Z definicji funkcji prokuratora zostało m,in. wykreślone słowo „niezależny”. Ponadto osoby skazane prawomocnym wyrokiem będą mogły się ubiegać o urząd prezydenta. Ograniczone mają zostać także techniki ścigania korupcji, m.in. korzystanie z podsłuchów i nagrań audio oraz wideo. Najwięcej emocji budzi jednak przyznanie premierowi prawa do bezpośredniego powoływania i odwoływania szefów najważniejszych urzędów prokuratorskich. Tego typu przywilej był dotąd w Rumunii zarezerwowany tylko dla prezydenta. I jest to zdaniem krytyków „jawnym łamaniem rumuńskiej konstytucji”.
W lutym rząd premiera Sorina Grindeanu wycofał rozporządzenie znacznie zmniejszające kary za korupcje, po tym jak dziesiątki tysięcy Rumunów wyszło w proteście na ulice. Były to największe demonstracje w tym kraju od 1989 roku. Rozporządzenie wprowadzało zasadę, że przestępstwo urzędnicze ścigane jest z urzędu w trybie postępowania karnego tylko wówczas, gdy przyniosło skarbowi państwa uszczerbek w wysokości co najmniej 200 tys. lejów (190 tys. złotych).
Tymczasem Dragnea jest oskarżony o zapewnienie wynagrodzenia z funduszy publicznych dwóm osobom pracującym w latach 2006-2013 dla kierownictwa jego partii, na czym skarb państwa stracił 108 tys. lejów (103 tys. złotych). Gdyby kontrowersyjne rozporządzenie weszło w życie, oskarżenie to stałoby się bezprzedmiotowe, a podobną korzyść odniosłoby także wielu innych działaczy różnych rumuńskich partii. Można mieć krytyczny stosunek do reform sądownictwa w Polsce, jednak nietrudno się domyśleć czemu mają służyć rumuńskie reformy, a przede wszystkim komu. Dragnea, który jest najbardziej wpływowym politykiem w Rumunii i steruje partią z tylnego siedzenia, oraz jego koalicyjni partnerzy, usiłują zapewnić sobie bezkarność.
Dyskusje w sprawie ustawy o reformie wymiaru sprawiedliwości toczyły się w rumuńskim parlamencie od połowy listopada, a protesty społeczne przeciwko planom reformy odbywają się na ulicach Bukaresztu i wielu innych rumuńskich miast od tygodni. 10 grudnia w demonstracji w Bukareszcie wzięło udział ok. 10 tys. osób.
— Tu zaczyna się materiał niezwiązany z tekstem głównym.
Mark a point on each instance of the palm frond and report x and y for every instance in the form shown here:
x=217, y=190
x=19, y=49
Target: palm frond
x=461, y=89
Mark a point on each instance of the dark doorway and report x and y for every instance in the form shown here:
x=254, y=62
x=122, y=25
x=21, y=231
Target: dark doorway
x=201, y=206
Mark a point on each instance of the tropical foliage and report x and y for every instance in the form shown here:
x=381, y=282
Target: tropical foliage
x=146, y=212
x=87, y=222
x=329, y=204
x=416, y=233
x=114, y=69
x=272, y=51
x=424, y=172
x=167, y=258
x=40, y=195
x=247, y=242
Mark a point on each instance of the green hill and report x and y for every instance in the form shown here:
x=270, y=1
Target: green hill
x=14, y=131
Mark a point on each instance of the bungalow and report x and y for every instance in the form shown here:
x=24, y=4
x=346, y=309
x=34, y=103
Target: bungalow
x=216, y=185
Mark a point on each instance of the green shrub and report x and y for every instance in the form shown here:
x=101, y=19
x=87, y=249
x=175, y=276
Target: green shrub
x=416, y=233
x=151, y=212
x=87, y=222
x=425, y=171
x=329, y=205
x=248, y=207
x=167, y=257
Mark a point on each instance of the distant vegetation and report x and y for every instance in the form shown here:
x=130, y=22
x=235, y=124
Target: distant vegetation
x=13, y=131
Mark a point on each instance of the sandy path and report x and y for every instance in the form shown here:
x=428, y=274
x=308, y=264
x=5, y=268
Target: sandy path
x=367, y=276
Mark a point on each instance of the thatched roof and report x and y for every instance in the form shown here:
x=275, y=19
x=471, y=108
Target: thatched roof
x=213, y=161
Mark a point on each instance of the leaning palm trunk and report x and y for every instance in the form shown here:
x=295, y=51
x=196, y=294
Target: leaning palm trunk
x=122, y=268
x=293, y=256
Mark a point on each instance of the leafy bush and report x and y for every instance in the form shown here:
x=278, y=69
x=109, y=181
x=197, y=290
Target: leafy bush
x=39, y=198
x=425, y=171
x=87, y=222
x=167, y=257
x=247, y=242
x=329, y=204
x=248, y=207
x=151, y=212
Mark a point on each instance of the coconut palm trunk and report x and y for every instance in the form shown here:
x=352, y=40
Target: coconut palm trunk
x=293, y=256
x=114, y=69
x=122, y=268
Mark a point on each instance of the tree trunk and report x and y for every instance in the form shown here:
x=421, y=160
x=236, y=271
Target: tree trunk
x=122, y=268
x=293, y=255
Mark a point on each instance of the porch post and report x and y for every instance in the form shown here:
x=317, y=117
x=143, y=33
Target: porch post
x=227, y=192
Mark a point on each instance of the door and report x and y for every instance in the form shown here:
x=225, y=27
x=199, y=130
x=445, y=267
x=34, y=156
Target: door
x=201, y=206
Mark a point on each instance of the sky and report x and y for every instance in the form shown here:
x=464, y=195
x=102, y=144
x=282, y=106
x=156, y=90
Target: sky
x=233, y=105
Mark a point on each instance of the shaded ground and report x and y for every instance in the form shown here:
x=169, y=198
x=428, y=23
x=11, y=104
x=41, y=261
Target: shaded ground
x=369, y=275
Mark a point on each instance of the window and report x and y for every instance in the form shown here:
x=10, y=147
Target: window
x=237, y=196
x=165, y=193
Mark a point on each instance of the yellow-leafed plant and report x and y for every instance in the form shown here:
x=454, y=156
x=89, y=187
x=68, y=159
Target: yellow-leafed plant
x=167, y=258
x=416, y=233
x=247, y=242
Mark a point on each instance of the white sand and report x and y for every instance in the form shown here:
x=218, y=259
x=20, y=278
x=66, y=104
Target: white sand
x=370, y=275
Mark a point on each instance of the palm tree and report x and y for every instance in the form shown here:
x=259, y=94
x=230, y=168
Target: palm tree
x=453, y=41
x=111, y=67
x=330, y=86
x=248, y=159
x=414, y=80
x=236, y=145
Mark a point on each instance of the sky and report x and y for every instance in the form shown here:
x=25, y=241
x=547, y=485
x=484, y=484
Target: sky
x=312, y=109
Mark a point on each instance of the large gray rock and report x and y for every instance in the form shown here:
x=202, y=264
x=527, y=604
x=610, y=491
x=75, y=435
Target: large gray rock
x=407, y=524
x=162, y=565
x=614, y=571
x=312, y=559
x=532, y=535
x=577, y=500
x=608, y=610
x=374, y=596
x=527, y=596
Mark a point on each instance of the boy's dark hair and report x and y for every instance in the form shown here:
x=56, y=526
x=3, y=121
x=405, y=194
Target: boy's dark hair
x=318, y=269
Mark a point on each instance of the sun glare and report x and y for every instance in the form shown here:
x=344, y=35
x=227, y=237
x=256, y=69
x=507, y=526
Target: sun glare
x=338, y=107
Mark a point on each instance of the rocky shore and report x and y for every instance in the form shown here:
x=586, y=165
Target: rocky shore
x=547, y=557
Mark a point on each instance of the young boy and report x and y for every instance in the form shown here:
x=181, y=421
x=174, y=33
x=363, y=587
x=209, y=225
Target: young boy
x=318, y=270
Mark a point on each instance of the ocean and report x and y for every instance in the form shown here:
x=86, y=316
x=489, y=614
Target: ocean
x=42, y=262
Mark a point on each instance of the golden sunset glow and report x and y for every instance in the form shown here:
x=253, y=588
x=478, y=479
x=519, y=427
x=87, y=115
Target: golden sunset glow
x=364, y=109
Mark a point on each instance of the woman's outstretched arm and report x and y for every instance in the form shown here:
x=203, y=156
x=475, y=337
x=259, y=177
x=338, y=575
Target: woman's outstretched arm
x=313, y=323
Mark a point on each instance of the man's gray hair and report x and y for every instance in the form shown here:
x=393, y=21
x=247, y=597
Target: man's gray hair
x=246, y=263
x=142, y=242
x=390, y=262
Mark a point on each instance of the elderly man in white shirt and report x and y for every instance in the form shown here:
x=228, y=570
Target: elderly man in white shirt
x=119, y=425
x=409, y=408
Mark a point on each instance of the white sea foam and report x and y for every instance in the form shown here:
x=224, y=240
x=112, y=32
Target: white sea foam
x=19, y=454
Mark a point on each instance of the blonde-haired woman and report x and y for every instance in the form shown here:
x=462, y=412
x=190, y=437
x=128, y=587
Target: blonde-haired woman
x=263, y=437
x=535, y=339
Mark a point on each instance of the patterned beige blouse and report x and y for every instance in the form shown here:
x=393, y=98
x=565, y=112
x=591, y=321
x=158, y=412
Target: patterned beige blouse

Protestowali także sędziowie i prokuratorzy. Mimo tego ciężko znaleźć artykuły w zachodnioeuropejskiej prasie mówiące o końcu demokracji w Rumunii i zwrotu tego kraju w kierunku autokracji. Ciekawe czemu?
Zapewne dlatego, że w Bukareszcie rządzi lewica oraz liberałowie, którzy wchodzą w skład Europejskiego Sojuszu Liberałów i Demokratów (ALDE) Guy Verhofstadta. Szef europejskich liberałów także milczy. Nie zawsze tak było. W 2012 r. otwarcie poparł lewicową opozycję w Rumunii protestującą przeciwko polityce oszczędnościowej centroprawicowego rządu. „W Rumunii rośnie populizm” – oświadczył wówczas. Krytykował także korupcję wśród polityków centroprawicy. Tak jak z niesłabnącym zapałem krytykuje polski rząd. Korupcja w szeregach rumuńskiej lewicy i liberałów mu najwyraźniej mniej przeszkadza.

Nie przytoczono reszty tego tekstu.